After twenty years as a foreign correspondent in tumultuous locales including Rwanda, Chechnya, and Sudan, Judith Matloff is ready to put down roots and start a family. She leaves Moscow and returns to her native New York City to house-hunt for the perfect spot while her Dutch husband, John, stays behind in Russia with their dog to pack up their belongings. Intoxicated by West Harlem’s cultural diversity and, more important, its affordability, Judith impulsively buys a stately fixer-upper brownstone in the neighborhood.
Little does she know what’s in store. Judith and John discover that their dream house was once a crack den and that “fixer upper” is an understatement. The building is a total wreck: The beams have been chewed to dust by termites, the staircase is separating from the wall, and the windows are smashed thanks to a recent break-in. Plus, the house–crowded with throngs of brazen drug dealers–forms the bustling epicenter of the cocaine trade in the Northeast, and heavily armed police regularly appear outside their door in pursuit of the thugs and crackheads who loiter there.

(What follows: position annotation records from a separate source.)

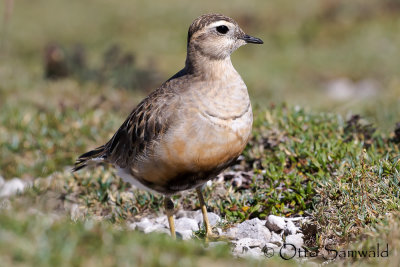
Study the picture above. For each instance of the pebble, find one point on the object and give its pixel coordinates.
(296, 240)
(249, 242)
(213, 218)
(290, 228)
(183, 224)
(12, 187)
(253, 229)
(184, 234)
(276, 239)
(275, 223)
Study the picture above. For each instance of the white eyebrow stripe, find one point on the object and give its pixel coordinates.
(221, 22)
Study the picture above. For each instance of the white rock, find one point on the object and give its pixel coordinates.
(212, 218)
(185, 234)
(248, 242)
(254, 253)
(290, 228)
(296, 240)
(183, 224)
(253, 229)
(275, 223)
(163, 220)
(231, 232)
(132, 226)
(217, 243)
(276, 239)
(12, 187)
(147, 226)
(187, 213)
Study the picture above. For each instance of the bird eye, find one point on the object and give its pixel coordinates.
(222, 29)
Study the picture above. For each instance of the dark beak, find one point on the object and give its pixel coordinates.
(251, 39)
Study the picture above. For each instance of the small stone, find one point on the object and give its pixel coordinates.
(185, 234)
(162, 230)
(275, 223)
(248, 242)
(12, 187)
(132, 226)
(295, 240)
(212, 218)
(162, 220)
(183, 224)
(146, 226)
(276, 239)
(253, 229)
(231, 232)
(217, 243)
(187, 214)
(290, 228)
(255, 253)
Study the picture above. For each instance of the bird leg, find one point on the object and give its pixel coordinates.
(169, 210)
(203, 206)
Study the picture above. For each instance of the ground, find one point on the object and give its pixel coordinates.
(310, 153)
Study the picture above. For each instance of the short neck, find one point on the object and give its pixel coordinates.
(212, 68)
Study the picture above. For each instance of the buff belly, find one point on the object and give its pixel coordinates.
(192, 154)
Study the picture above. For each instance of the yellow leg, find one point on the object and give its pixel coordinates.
(203, 206)
(169, 210)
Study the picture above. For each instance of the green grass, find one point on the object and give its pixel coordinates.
(306, 161)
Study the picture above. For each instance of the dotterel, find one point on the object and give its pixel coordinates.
(193, 126)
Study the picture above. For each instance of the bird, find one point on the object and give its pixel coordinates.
(191, 128)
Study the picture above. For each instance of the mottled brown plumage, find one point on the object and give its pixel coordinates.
(193, 126)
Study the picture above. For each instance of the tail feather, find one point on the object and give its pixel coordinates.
(84, 159)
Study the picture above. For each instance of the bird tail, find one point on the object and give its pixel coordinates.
(93, 156)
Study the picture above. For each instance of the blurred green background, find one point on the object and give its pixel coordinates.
(331, 55)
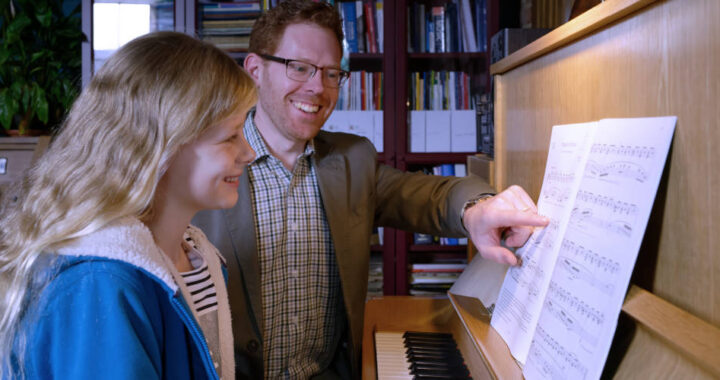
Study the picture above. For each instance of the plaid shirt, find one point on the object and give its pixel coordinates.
(298, 271)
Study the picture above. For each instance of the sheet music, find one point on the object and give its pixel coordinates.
(523, 291)
(605, 220)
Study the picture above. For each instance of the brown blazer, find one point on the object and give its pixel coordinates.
(357, 194)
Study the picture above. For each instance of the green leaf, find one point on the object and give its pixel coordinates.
(40, 103)
(8, 108)
(16, 27)
(44, 16)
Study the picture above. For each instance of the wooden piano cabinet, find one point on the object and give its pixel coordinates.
(624, 59)
(686, 346)
(406, 313)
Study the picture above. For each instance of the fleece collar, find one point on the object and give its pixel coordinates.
(126, 239)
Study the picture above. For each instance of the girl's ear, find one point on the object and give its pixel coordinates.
(254, 65)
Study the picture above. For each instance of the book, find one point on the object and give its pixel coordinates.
(438, 18)
(349, 18)
(558, 311)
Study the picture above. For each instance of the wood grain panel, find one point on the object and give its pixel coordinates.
(661, 60)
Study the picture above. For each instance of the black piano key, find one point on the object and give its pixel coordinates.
(434, 356)
(460, 371)
(428, 335)
(454, 359)
(429, 342)
(431, 350)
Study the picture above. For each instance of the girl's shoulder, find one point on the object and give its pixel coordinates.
(73, 279)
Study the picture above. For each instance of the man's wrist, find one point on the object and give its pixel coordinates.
(472, 202)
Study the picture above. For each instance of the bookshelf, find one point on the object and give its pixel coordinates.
(396, 63)
(476, 64)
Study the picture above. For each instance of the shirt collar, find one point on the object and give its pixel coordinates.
(258, 143)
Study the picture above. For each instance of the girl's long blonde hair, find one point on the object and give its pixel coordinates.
(153, 95)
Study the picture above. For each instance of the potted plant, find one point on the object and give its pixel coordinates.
(40, 64)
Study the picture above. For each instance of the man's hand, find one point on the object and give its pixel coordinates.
(510, 215)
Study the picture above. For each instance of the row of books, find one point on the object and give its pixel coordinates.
(434, 278)
(375, 278)
(440, 90)
(362, 25)
(443, 131)
(228, 24)
(456, 26)
(363, 91)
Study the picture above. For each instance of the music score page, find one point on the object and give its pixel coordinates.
(558, 311)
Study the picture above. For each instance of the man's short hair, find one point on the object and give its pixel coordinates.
(269, 28)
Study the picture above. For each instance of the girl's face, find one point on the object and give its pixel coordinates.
(204, 173)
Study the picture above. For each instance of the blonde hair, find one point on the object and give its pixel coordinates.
(155, 94)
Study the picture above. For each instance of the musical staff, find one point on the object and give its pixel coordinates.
(641, 152)
(615, 171)
(555, 175)
(576, 271)
(568, 367)
(594, 259)
(607, 202)
(599, 185)
(556, 194)
(580, 307)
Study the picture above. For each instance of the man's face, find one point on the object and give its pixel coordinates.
(297, 110)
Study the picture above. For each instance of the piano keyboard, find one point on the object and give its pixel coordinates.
(418, 355)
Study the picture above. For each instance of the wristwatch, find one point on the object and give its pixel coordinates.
(472, 202)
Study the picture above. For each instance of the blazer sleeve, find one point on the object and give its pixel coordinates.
(95, 322)
(424, 203)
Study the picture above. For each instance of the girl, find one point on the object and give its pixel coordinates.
(101, 275)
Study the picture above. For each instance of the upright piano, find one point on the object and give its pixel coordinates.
(622, 58)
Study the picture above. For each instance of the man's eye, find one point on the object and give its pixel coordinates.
(300, 68)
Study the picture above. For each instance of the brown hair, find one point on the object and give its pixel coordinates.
(269, 28)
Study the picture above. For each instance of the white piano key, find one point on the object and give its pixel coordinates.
(390, 356)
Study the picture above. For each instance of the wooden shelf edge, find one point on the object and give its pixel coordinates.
(595, 18)
(495, 352)
(697, 339)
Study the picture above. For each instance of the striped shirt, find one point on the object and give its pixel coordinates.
(299, 274)
(204, 299)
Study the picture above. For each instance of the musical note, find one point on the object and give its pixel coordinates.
(570, 368)
(576, 271)
(555, 175)
(588, 256)
(615, 171)
(580, 307)
(642, 152)
(555, 194)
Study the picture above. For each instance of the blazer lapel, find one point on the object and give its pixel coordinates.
(241, 225)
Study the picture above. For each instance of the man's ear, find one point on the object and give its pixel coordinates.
(253, 65)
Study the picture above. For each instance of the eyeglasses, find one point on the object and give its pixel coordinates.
(303, 71)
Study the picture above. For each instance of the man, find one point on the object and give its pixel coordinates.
(297, 243)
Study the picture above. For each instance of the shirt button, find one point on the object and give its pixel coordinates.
(252, 345)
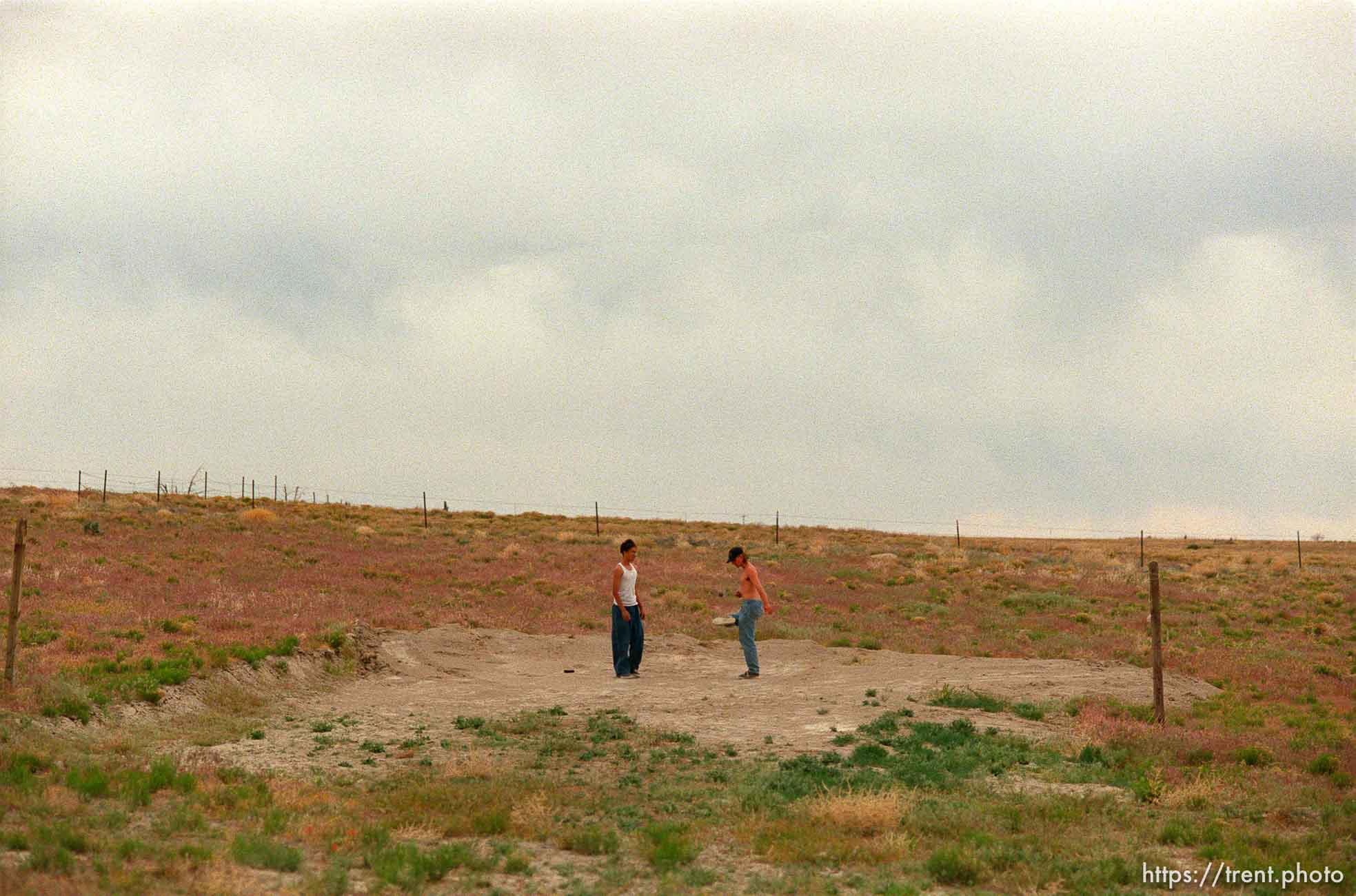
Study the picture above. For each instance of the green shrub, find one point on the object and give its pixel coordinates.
(406, 866)
(951, 865)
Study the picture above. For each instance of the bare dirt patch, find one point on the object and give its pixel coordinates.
(418, 684)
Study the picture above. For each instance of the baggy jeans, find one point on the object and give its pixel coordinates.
(628, 640)
(749, 614)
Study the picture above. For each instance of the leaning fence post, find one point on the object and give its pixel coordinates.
(15, 589)
(1157, 638)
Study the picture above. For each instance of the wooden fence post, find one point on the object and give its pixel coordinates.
(15, 590)
(1157, 638)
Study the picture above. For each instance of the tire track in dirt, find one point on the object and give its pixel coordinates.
(419, 682)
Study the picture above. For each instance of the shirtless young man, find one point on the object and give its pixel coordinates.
(753, 605)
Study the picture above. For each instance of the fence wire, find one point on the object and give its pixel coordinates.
(92, 482)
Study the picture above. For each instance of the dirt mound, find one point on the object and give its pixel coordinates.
(423, 681)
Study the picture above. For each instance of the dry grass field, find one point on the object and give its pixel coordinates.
(331, 698)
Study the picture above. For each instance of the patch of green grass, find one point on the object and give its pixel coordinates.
(667, 845)
(72, 708)
(955, 866)
(258, 851)
(1026, 602)
(137, 786)
(492, 822)
(591, 839)
(19, 769)
(90, 781)
(407, 866)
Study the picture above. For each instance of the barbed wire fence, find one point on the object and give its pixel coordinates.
(98, 485)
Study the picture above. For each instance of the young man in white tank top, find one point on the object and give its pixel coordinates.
(628, 631)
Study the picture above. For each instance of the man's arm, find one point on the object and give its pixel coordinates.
(753, 576)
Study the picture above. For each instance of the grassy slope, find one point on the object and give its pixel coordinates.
(1260, 774)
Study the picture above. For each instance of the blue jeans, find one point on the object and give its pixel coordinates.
(749, 614)
(628, 640)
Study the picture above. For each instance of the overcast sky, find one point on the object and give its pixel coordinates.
(1023, 265)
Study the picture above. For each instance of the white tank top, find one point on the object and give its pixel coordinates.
(628, 586)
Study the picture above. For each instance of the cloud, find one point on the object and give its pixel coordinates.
(904, 262)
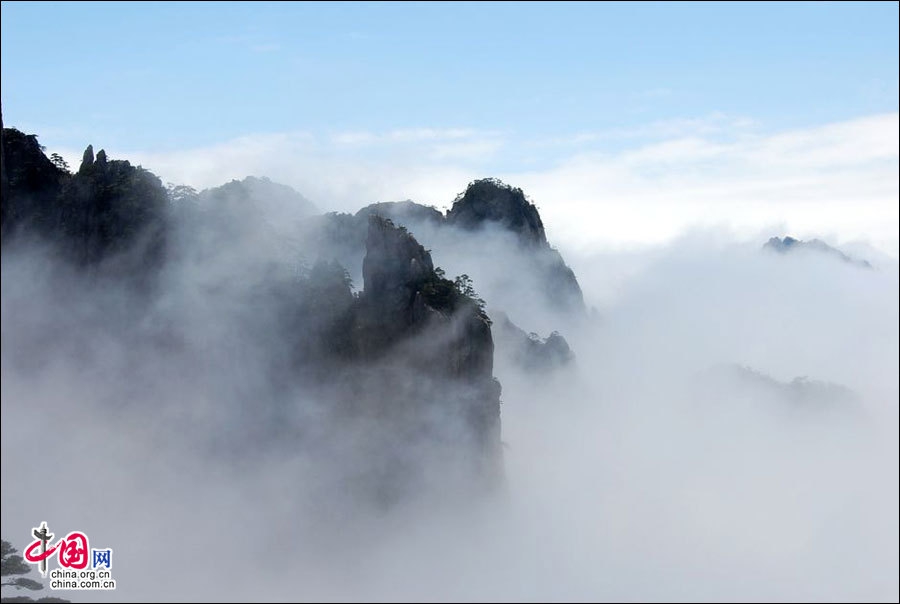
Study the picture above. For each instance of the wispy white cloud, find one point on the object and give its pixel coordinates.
(838, 181)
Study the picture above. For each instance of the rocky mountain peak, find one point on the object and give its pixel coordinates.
(491, 201)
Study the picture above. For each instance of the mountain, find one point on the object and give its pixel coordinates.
(395, 380)
(108, 213)
(791, 245)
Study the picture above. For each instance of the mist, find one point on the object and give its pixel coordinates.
(679, 457)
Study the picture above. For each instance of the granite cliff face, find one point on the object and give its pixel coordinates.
(422, 324)
(489, 201)
(394, 381)
(108, 214)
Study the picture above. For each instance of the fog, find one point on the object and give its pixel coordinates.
(677, 458)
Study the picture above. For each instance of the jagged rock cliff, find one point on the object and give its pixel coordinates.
(489, 201)
(108, 212)
(408, 313)
(789, 244)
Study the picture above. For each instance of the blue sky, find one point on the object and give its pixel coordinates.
(653, 117)
(175, 75)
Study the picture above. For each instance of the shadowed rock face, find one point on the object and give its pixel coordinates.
(422, 361)
(789, 244)
(490, 201)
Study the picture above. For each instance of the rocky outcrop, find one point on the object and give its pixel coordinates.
(110, 212)
(490, 201)
(789, 244)
(528, 350)
(406, 213)
(412, 357)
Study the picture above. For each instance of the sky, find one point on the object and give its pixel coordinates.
(651, 118)
(683, 456)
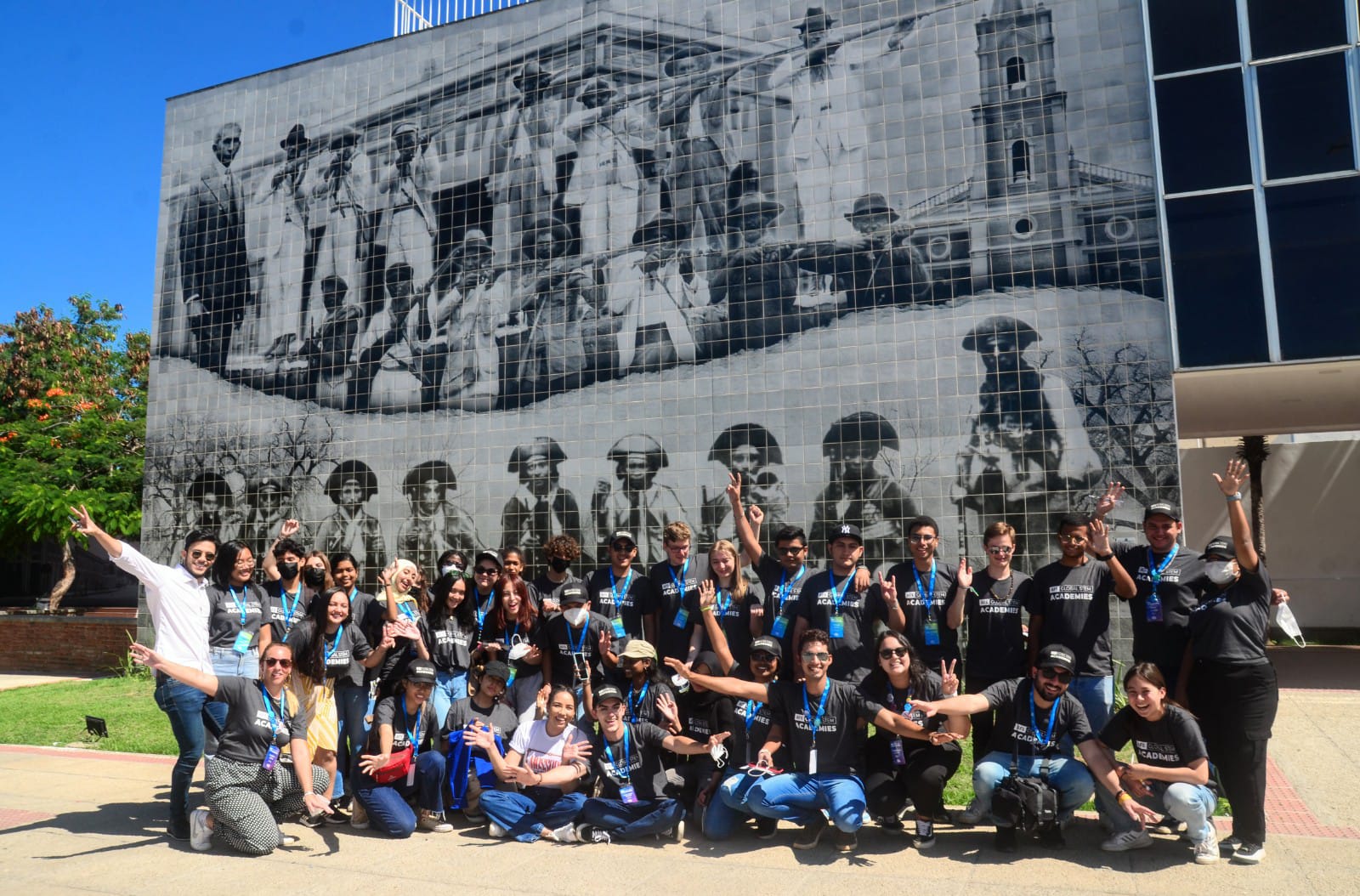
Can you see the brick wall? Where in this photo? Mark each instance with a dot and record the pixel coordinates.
(65, 644)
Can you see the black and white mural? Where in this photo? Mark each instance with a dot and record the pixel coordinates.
(566, 267)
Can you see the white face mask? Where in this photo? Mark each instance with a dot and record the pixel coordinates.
(1221, 571)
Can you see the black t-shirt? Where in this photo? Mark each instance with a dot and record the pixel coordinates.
(228, 607)
(996, 624)
(630, 598)
(1074, 604)
(639, 766)
(836, 740)
(561, 642)
(1173, 741)
(419, 725)
(734, 617)
(1178, 592)
(1015, 728)
(675, 621)
(852, 651)
(1231, 626)
(920, 604)
(346, 644)
(249, 732)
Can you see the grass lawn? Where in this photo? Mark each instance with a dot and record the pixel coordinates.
(54, 714)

Thus begins Judith and John’s odyssey to win over the neighbors, including Salami, the menacing addict who threatens to take over their house; MacKenzie, the literary homeless man who quotes Latin over morning coffee; Mrs. LaDuke, the salty octogenarian and neighborhood watchdog; and Miguel, the smooth lieutenant of the local drug crew, with whom the couple must negotiate safe passage. It’s a far cry from utopia, but it’s a start, and they do all they can to carve out a comfortable life. And by the time they experience the birth of a son, Judith and John have even come to appreciate the neighborhood’s rough charms.
Blending her finely honed reporter’s instincts with superb storytelling, Judith Matloff has crafted a wry, reflective, and hugely entertaining memoir about community, home, and real estate. Home Girl is for anyone who has ever longed to go home, however complicated the journey.
Advance Praise for Home Girl
“Although I always suspected that renovating a house in New York City would be a slightly more harrowing undertaking than dodging bullets as a foreign correspondent, it took this charming story to convince me it could also be more entertaining. Except for the plumbing. That’s one adventure I couldn't survive.”
–Michelle Slatalla, author of The Town on Beaver Creek
“After years of covering wars overseas, Judith Matloff takes her boundless courage and inimitable style to the front lines of America’s biggest city. From her vantage point in a former crack house in West Harlem, she brings life to a proud community held hostage by drug dealers and forgotten by policy makers. Matloff’s sense of humor, clear reportage, and zest for adventure never fail. Home Girl is part gritty confessional, part love story, and totally delightful.”
–Bob Drogin, author of Curveball
“Here the American dream of home ownership takes on the epic dimensions of the modern pioneer in a drug-riddled land. Matloff’s story, which had me crying and laughing, is a portrait of a household and a community, extending far beyond the specifics of West Harlem to the universal–as all well-told stories do.”
–Martha McPhee, author of L’America
Although a roving international reporter used to being in the trenches, Matloff (Fragments of a Forgotten War) was so eager to make a nest with her new Dutch husband that she neglected to research the West Harlem, New York, street where she snagged a commodious four-story townhouse at a bargain price in 2000. "Needs TLC" indeed proved a euphemism for the decrepit state of the building, and the street hopping with Dominican drug dealers and their out-of-state, SUV-parking customers stood at the "epicenter" of narcotics trafficking on the eastern seaboard. Matloff relates with graceful humor how she had to negotiate gingerly among such resentful locals as Salami, a drug-addled squatter next door who enjoyed taunting her; the street's kingpin dealer Miguel, from whom she sought protection; and the entrenched, terrified black residents who coexisted mistrustfully with their poorer Dominican neighbors amid a kind of "social apartheid." Meanwhile, she jump-started renovations on the house with a motley ethnic crew of bickering workers until she was finally joined by her husband, John, and their dog once John secured a visa. The couple's presence bolstered the street's activism, and along with shakeups in city politics, the state of siege began to lift and the street makeup changed. While her narrative occasionally becomes long-winded in her thoughts on gentrification, Matloff is a writing pro, sprightly and thorough in her characterizations.